Adesso ci si mette anche quell’“attacca-brighe” di Giancarlo Abete, presidente della federcalcio. Non contento d’aver chiesto, qualche giorno fa, rispetto assoluto per la memoria di Giacinto Facchetti, chiamato in causa dalle intercettazioni inedite, provocando l’ira funesta del pelide Moratti, ieri è intervenuto a tutela dell’onore dell’assistente Stefano Ayroldi sospettato da Mourinho e dai guardiani del faro neroazzurro di aver commesso una gravissima infrazione. Quale? Ai titoli di coda di Fiorentina-Inter, finita 2 a 2, ha esultato come un calciatore qualunque, «e andiamo, andiamo!», parole accompagnate dal gesto dei pugni chiusi rivolti verso l’arbitro Bergonzi in collegamento con lui attraverso l’auricolare. E queste cose non si fanno, né si pensano, per carità. Se l’Inter pareggia e nei paraggi, scusate l’involontaria cacofonia, si ritrova Josè Mourinho bisogna fare la faccia di circostanza, magari farsi scendere una lacrimuccia sul viso oppure mettersi una striscia nera sulla divisa giallo canarino in segno di lutto.
Quel provocatore di Abete, pensate un po’, ieri è intervenuto personalmente per difendere il pugliese Ayroldi, che da buon barese non tiene al Foggia ma al Milan (a Bari tutti tengono al Milan, nessuno all’Inter o alla Juve, per carità, ndr) segnalando che quel gesto di esultanza era dovuto alla soddisfazione per la prestazione della terna, uscita indenne da Firenze, perfette le segnalazioni anche dei due assistenti, Calcagno e Ayroldi, la coppia del mondiale, sui gol di Keirrison ed Eto’o.
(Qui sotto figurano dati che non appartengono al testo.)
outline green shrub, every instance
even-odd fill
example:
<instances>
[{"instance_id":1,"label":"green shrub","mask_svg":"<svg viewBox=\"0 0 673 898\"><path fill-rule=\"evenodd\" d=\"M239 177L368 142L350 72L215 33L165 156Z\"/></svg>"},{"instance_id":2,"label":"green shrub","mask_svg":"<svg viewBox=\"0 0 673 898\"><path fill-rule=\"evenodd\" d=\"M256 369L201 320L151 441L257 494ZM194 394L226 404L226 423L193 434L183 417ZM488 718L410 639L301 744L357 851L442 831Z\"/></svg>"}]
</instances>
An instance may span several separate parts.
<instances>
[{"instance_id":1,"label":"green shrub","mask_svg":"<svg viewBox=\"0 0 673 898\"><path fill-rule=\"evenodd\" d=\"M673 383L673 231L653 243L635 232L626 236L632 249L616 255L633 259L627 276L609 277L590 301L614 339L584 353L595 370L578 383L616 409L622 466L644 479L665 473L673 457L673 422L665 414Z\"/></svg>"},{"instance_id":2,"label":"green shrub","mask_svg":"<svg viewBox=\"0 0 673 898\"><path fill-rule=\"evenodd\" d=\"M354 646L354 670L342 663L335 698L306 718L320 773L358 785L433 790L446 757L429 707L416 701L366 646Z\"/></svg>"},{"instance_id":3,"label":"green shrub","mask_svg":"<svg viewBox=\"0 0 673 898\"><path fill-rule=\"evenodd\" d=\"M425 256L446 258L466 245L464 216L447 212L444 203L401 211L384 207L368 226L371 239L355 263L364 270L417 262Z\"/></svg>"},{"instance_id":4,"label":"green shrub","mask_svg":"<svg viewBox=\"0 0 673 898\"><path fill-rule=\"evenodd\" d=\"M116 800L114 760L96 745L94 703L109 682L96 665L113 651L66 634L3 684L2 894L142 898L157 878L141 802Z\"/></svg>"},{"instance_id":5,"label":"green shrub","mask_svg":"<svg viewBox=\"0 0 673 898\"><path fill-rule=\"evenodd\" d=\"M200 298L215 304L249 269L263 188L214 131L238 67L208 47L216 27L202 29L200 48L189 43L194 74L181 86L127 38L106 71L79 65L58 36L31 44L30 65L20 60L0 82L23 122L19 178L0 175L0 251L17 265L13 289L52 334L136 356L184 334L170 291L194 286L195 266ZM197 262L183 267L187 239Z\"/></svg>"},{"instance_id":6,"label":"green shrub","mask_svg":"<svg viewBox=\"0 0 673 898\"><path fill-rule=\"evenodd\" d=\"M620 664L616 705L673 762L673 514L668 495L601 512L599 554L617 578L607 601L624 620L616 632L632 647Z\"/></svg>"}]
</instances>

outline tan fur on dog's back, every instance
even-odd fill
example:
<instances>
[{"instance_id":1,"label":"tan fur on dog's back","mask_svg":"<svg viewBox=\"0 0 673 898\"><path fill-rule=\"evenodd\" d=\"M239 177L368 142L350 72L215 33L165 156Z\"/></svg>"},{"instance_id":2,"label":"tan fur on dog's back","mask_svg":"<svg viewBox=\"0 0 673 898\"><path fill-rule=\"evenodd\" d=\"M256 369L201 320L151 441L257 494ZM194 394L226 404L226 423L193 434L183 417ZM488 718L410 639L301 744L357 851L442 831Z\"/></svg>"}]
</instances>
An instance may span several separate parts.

Via, non si fa così. Il complotto c’è ed è confermato anche dalla Torino bianconera. Scusate ma come si può negare il collegamento tra la gomitata inferta da Camoranesi al cagliaritano Daniele Conti, la prova tv invocata da Palazzi e la decisione del giudice di soprassedere perché l’arbitro Valeri, interpellato telefonicamente, ha garantito di aver considerato l’azione «un normale contatto di gioco»? Se si tiene conto del fatto che Valeri è arbitro sì ma romano, e magari sotto sotto tifoso della “maggica”, lo scenario è bello e pronto e nessuno avrà il coraggio di smentirlo. Valeri ha voluto conservare Camoranesi a Zac per vederlo in campo venerdì sera contro l’Inter, a San Siro: è banale, no?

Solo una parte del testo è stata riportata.